Thomas as a Teacher, Host and Friend
During my 2 week India trip, I have spent 4 days at Thomas' studio to learn pottery - and to be a guest in his home. Thomas is an incredibly kind and warm individual, who is easy to get along with. I remember the first evening I arrived at his place very well: I felt like a long-awaited friend rather than a new person staying at a stranger's house. We ate homemade food, played on his ceramic drums, enjoyed live music at a local venue, shared beers and conversations - like a friend would treat you, right?
Day One - Let's Talk Business
You may think we started right away with pottery. Well not exactly... I accompanied Thomas to the Cube Gallery, where he prepared an exhibition. Imagine this: me, normally hanging over Excel sheets, project plans and business cases got a proper glimpse into how artists make business. Sonny, the gallery manager, discussed pending to-do's, pricing, and marketing with Thomas - and I would take it all in with astonishment like a child peeks through the keyhole of a locked door.
Day Two - Clay, Snakes and The Little Princes of Rajasthan
The best way to get familiar with a new material is using haptic: squeezing, rolling and feeling clay with my hands helped to understand the texture, warmth, and weight, and it built the foundation for Thomas' workshop.
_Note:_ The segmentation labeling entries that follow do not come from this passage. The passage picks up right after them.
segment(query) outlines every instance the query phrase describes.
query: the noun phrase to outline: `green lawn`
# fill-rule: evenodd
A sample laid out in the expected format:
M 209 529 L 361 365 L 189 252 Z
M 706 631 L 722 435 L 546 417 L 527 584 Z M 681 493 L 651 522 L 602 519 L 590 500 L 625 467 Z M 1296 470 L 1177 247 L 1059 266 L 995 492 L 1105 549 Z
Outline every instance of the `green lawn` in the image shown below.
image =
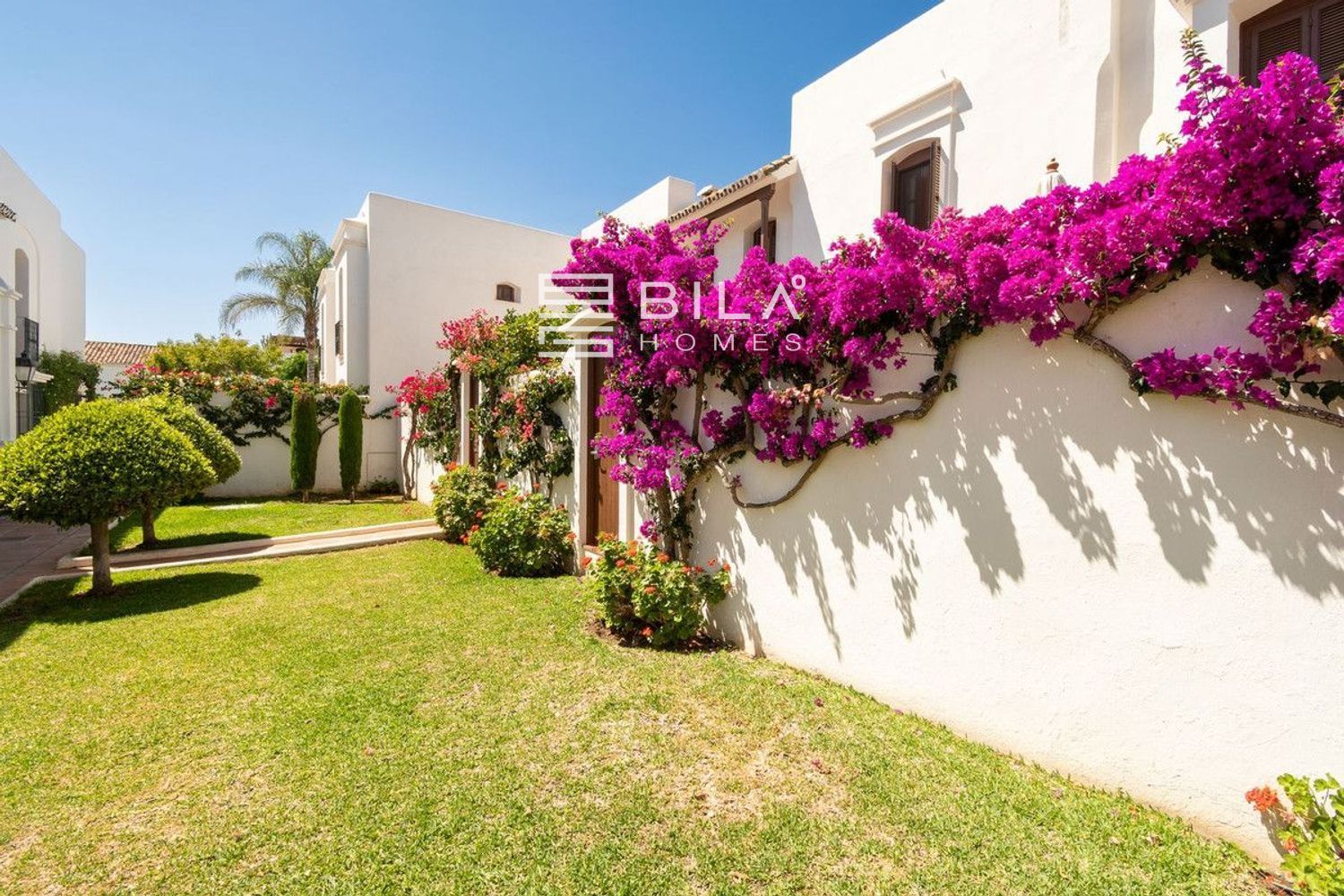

It would throw me right back into my childhood memories at art school, which made it even more intuitive to untame my inner child that day: imitating Thomas' techniques such as building busts, figures and snakes; combining and changing pieces of clay; shaping weird creatures; and having a good laugh in between.
After hours of intense clay work, Thomas and I ventured out on the scooter to relax at Goa's beautiful beach. The day ended with a private viewing of 'The Little Princes of Rajasthan' at Thomas' friend's place. The movie impressed me with its vivid, authentic and pure pictures showing the richness of India's local craft, yet alarmed me about the vulnerability and volatility. At the same time, I realized that I have tapped into an incredibly creative, caring, smart and open-minded group of people.
Day Three - I swear, I have not seen 'Ghost'
I may have looked a little bit like Demi Moore in Ghost when I started the last day of my workshop - standing on the porch with my short hair and casual light-blue shirt - but I swear I have never watched this movie! Anyway, let's carry on to the important part - wheel technique!
Certainly, it looks way easier than it is. However, Thomas would explain and demonstrate each step to make a pot carefully, making it easy to practice on the wheel. He also brings so much compassion and patience to the process, it is contagious! Within 4 hours I threw about a dozen times, with a few pots looking fairly good (one could drink a hot chai out of them), around the same amount had very interesting edges and characteristics (hot chai might be too risky, let's say one can leave the keys in it) and, of course, some did not pass the quality check.
Why I would do it again?
Well, I hope the memories shared already conveyed the emotional value of my experience, but lets get down to the hard-facts:
- 100% Value for Money - absolutely well-invested, keeping in mind that the fee is mainly for the artists covering their time and material.
- 100% Safety - although I'd call myself an 'experienced' solo traveler, VAWAA gave me the extra layer of confidence to spend 4 days with an artist in a small village in Goa far off the normal tourist crowd.
- 100% Customer Service - VAWAA provided me from beginning till end with relevant information about my trip such as a reminder, location and contact details, country advice and feedback form.
- 100% Learning a New Skill - I am not a professional potter after 4 days, yet it did get a good understanding of the craft and what it takes to be an outstanding artist in this field. It opened my mind for a new craft, a new culture and new approach to art.
- 100% Explorer-Feeling - Although a VAWAA experience is booked via an official platform, I still had the feeling of an adventurer and discoverer. Why? VAWAA is about what you make out of it and does not dictate the agenda; those moments are simply unique to the artist and the guest.